Moses first asked, “Who am I,” and then he asked, “Who are you?” God’s answer was simple, yet more profound than we can ever comprehend. He said to Moses, “I AM THAT I AM… Thus shalt thou say unto the children of Israel, I AM hath sent me unto you” (Exodus 3:14).
God could no more clearly state, in terms of human language, who He is: He is the self-existent one, the one who just is. Our God, the one we call upon as our Heavenly Father, exists in Himself, needing nothing and depending on no one or anything for His existence. He is the creator of all things and the source of all life.

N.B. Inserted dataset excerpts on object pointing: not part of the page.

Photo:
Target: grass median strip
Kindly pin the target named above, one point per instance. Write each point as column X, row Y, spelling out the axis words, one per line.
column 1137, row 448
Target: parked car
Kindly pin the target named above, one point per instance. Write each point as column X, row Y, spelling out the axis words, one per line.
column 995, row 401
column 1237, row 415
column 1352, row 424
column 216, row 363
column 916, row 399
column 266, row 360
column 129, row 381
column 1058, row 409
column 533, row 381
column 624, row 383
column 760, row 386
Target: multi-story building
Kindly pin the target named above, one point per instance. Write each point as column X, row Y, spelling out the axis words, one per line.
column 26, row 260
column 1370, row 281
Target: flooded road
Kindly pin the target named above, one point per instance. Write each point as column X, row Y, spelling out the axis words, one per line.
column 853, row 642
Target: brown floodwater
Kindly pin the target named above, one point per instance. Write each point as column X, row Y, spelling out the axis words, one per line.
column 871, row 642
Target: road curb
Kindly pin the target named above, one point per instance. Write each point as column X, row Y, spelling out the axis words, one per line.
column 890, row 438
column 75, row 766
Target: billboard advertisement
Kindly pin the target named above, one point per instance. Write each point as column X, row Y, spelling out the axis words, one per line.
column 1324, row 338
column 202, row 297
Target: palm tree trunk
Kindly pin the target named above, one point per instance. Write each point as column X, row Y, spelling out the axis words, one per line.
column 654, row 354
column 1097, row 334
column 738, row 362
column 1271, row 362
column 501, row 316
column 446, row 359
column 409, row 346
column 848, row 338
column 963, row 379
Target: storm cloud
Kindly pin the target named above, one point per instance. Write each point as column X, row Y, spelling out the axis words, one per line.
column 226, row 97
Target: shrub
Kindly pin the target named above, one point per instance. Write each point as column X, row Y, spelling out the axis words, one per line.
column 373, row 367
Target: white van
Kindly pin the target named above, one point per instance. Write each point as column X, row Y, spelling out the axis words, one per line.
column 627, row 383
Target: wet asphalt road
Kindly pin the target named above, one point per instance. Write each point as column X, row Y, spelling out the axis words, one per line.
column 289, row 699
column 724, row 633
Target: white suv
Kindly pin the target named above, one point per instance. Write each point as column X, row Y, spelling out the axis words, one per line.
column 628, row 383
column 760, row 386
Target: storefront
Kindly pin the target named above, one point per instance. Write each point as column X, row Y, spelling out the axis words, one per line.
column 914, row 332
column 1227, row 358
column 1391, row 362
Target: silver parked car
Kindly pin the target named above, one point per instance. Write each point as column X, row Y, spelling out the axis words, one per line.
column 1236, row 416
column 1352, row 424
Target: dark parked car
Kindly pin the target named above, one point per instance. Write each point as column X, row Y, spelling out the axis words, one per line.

He is complete and sufficient in Himself and needs neither the world nor anything in it — including man. A.W. Tozer wrote, “God has a voluntary relation to everything He has made, but He has no necessary relation to anything outside of Himself.”
I once heard a well-intentioned preacher say that God created man because He was lonely. Not so! In His perfection, God does not need man’s companionship, love, or even obedience. God is in no way incomplete without us, and yet He freely decided to create the cosmos for His own inscrutable reasons and then redeem a fallen mankind for Himself. I have to admit I find this to be a great mystery!
But I do understand that having been redeemed and given eternal life by God allows us to “know” Him — to experience Him and have a personal relationship with Him. Part of that involves worship. For the time being, we can’t come together week by week as the church in worship, but as we spend time in solitary devotions each day, let us make it also a time of personal worship. It helps if we meditate on who God is — the eternal one who alone exists in Himself — and on what He has graciously done for us in Christ. Our praise and glory of Him will flow more freely.
Regularly take time to meditate on the enormity of God and allow yourself to be in awe: then give Him glory and praise.
Isaiah 57:15 — “For thus saith the high and lofty One that inhabiteth eternity, whose name is Holy; I dwell in the high and holy place, with him also that is of a contrite and humble spirit, to revive the spirit of the humble, and to revive the heart of the contrite ones.”